Ao longo dos últimos anos, o Conselho da Europa - que administra a CEDH e do qual faz parte o TEDH - tem vindo a insistir junto dos países membros - Portugal é um deles -,  para descriminalizarem as ofensas à honra. E ainda recentemente fez mais um apelo (cf. aqui).

A razão é que nos países como mais frágil tradição democrática (como são notoriamente países como, por exemplo,  Portugal ou a Rússia) os crimes contra a honra são utilizados pelo poder político para limitar a liberdade de expressão e calar a oposição.

Por outras palavras, os crimes contra a honra são o veículo por excelência dos chamados processos políticos, aqueles em que o sistema de justiça é instrumentalizado para fazer política  .

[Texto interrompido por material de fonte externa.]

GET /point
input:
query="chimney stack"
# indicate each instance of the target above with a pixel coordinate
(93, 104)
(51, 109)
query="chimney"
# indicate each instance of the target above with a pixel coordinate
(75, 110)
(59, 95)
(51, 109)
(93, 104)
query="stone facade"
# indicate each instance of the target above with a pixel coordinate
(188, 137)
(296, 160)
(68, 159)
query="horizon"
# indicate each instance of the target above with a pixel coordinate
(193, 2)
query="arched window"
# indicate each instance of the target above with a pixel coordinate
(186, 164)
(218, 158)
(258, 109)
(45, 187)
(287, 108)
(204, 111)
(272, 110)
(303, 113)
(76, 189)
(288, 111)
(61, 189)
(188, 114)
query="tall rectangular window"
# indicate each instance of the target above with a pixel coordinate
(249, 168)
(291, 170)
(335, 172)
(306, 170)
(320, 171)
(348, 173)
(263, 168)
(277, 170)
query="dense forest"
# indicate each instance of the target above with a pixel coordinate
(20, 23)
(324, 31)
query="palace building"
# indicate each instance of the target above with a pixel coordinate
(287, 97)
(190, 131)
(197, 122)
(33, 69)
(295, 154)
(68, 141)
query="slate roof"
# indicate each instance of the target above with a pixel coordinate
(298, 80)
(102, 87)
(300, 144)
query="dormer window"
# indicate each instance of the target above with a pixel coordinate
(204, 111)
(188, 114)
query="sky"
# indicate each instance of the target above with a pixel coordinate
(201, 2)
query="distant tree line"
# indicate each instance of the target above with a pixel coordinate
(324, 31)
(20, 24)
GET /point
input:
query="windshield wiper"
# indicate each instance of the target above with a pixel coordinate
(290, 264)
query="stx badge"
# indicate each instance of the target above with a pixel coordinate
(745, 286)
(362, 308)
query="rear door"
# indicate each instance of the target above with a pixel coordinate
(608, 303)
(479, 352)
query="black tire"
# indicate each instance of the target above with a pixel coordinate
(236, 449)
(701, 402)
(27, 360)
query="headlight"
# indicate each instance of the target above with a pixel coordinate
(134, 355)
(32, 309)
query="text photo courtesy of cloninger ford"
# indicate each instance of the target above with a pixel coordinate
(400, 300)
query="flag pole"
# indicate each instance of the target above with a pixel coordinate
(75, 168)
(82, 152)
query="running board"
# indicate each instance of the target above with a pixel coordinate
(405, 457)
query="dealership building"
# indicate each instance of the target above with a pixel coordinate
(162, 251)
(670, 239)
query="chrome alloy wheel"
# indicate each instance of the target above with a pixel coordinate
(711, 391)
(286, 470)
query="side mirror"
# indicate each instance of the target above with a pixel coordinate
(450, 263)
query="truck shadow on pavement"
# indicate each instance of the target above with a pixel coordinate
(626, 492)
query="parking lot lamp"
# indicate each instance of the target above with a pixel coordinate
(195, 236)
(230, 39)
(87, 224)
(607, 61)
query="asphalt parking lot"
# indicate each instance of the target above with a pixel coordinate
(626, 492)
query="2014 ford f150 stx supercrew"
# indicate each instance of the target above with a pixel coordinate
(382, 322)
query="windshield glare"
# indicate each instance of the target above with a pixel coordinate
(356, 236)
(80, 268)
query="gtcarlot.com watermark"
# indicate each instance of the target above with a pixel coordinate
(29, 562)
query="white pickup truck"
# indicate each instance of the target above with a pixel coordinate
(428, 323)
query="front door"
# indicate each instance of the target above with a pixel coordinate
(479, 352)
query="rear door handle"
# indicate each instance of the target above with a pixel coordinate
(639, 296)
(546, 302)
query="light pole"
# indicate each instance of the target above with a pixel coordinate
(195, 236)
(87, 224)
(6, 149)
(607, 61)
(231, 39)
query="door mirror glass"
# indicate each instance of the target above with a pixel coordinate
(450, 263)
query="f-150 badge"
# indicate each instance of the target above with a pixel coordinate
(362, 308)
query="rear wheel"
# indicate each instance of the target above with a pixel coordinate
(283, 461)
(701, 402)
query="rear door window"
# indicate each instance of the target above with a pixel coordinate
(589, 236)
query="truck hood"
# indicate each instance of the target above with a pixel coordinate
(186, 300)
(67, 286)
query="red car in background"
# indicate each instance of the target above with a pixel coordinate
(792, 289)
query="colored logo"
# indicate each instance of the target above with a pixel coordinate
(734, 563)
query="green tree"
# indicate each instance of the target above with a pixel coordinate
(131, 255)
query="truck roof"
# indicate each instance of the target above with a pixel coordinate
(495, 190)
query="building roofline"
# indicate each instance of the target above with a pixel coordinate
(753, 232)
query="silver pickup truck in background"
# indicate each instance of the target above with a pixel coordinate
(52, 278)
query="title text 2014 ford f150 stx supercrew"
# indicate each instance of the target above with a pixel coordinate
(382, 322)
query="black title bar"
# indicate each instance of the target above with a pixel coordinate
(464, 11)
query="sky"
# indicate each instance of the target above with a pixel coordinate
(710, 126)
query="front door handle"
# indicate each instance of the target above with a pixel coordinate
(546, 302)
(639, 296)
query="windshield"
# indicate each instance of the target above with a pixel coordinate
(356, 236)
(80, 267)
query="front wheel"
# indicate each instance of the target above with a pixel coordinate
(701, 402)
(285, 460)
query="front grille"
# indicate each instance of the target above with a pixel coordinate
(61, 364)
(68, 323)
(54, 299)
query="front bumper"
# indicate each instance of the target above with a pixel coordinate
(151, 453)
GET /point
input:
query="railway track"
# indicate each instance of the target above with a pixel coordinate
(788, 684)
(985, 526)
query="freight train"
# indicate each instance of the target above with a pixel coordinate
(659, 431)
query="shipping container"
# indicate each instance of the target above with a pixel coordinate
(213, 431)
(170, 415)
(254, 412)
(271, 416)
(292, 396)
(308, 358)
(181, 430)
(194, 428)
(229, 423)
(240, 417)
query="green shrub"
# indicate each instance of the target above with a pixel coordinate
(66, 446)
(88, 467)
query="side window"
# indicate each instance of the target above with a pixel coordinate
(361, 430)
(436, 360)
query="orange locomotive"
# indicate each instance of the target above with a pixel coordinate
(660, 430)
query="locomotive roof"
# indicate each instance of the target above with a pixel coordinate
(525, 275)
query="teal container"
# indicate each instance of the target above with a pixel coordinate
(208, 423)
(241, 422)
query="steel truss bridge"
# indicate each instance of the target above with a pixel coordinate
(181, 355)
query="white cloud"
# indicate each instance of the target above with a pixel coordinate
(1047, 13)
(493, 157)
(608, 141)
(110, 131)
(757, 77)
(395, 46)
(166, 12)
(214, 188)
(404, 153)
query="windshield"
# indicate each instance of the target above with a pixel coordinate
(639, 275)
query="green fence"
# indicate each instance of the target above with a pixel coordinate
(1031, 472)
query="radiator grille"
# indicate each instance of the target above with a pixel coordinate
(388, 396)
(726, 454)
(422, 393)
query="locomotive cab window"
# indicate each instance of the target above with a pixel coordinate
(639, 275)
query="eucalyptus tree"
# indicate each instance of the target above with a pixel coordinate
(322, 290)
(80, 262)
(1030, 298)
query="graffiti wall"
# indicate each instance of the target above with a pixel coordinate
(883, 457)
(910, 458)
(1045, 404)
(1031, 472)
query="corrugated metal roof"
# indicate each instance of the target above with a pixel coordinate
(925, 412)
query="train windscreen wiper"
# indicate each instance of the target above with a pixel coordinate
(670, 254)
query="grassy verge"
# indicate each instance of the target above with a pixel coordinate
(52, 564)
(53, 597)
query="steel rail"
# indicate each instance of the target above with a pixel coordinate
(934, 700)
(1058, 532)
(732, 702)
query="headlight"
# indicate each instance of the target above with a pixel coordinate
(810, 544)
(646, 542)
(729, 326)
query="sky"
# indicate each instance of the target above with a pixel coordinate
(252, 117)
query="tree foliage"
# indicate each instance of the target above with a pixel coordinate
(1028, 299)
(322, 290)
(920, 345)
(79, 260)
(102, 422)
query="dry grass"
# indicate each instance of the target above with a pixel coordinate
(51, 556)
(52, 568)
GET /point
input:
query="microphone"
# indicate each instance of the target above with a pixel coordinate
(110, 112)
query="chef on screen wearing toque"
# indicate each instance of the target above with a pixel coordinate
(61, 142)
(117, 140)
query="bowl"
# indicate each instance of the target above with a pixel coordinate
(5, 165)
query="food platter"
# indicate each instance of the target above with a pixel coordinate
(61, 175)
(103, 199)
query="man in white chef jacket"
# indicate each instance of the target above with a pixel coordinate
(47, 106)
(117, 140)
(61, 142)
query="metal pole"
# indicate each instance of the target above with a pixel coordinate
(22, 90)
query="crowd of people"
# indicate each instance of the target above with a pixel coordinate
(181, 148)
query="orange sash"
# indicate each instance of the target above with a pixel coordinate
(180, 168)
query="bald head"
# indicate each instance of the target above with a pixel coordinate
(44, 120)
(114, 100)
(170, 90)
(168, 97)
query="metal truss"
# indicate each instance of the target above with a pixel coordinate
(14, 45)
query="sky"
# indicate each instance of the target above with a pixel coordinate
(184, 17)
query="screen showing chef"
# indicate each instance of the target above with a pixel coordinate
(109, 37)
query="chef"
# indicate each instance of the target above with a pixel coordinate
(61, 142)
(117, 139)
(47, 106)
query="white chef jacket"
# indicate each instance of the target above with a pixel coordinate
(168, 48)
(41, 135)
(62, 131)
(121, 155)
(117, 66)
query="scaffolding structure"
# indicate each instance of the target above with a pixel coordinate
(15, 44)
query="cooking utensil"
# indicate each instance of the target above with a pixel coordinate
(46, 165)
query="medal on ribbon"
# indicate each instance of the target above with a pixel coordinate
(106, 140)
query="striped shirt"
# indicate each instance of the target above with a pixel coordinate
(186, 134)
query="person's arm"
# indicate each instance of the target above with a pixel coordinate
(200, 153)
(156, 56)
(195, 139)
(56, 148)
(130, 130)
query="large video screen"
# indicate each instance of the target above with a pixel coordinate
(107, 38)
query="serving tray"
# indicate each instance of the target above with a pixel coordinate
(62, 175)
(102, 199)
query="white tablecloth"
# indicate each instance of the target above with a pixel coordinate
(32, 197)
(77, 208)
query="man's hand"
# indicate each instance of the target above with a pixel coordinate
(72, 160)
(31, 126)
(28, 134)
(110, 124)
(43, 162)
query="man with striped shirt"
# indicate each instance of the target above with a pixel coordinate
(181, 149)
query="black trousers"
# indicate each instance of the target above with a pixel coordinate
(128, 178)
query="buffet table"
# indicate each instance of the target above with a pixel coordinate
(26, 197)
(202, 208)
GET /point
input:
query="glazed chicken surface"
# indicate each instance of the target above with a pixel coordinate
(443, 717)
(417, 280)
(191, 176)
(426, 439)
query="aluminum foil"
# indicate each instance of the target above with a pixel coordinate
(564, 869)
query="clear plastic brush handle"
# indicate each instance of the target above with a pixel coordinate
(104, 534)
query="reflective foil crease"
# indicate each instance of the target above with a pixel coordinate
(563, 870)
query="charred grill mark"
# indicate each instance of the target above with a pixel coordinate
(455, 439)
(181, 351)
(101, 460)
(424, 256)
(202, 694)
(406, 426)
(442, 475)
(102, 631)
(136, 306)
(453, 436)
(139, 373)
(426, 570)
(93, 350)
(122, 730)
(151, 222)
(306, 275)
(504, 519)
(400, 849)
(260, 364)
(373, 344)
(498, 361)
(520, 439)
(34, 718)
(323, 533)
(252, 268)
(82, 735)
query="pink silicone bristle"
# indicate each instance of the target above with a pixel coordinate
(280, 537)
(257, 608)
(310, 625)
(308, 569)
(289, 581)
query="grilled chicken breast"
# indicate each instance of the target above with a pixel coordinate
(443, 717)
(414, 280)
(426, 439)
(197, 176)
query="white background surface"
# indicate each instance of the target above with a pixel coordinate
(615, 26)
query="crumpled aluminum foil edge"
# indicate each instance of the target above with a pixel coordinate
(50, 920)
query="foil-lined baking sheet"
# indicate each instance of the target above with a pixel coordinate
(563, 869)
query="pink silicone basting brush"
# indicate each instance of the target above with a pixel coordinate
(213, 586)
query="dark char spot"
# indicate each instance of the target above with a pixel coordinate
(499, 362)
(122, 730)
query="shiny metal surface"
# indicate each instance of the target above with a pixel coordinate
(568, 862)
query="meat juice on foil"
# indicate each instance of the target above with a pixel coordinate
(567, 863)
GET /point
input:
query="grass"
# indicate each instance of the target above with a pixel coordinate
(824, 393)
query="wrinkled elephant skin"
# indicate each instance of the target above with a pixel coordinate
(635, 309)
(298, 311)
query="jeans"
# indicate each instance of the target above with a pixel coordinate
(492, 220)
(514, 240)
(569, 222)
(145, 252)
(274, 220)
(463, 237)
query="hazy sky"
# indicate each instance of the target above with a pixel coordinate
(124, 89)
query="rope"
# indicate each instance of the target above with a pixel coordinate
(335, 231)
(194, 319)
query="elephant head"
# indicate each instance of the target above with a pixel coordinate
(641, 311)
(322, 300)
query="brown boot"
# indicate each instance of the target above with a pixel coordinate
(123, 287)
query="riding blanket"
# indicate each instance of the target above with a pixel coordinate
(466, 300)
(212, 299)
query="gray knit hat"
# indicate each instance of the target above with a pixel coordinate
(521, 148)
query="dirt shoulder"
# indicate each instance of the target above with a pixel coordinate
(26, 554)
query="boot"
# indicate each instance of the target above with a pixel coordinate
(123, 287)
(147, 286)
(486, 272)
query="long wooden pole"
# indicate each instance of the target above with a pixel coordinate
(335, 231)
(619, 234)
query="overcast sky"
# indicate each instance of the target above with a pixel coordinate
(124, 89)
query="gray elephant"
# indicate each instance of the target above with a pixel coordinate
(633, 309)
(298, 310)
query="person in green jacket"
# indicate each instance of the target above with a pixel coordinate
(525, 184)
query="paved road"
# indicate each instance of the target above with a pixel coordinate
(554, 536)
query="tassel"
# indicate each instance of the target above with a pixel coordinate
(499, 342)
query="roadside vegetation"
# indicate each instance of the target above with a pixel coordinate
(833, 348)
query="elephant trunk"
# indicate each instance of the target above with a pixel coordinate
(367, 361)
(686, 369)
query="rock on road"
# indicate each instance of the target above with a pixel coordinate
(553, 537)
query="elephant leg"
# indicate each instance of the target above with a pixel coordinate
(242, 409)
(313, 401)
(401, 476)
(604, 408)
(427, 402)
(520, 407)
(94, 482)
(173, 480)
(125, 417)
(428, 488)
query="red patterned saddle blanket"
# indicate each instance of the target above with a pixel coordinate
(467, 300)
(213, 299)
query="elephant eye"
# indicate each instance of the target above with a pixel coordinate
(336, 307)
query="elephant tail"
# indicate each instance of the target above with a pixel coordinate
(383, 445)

As coisas correm tipicamente assim. Um jornalista ou um comentador afirma que existem suspeitas de corrupção no gabinete do político X. O político apresenta uma queixa-crime por difamação. O jornalista ou comentador acaba, por vezes, condenado porque os tribunais nacionais violam a jurisprudência do TEDH.

Resultado: nunca mais ninguém no país levanta suspeitas de corrupção sobre os políticos. E a corrupção no país vai reinar à vontade. Quem diz corrupção diz qualquer outro comportamento impróprio por parte dos políticos (v.g., situações de conflito de interesses).

A Rússia e a Turquia, pela sua dimensão e a sua frágil tradição democrática, são os países onde mais frequentemente a criminalização da honra é utilizada para calar os opositores políticos. Mas ajustando pela população, Portugal não lhes fica atrás. É o país mais vezes condenado pelo TEDH por violações do direito à liberdade de expressão (isto é, os tribunais portugueses condenam um cidadão por algum crime contra a honra e depois o TEDH condena o Estado português por o ter feito).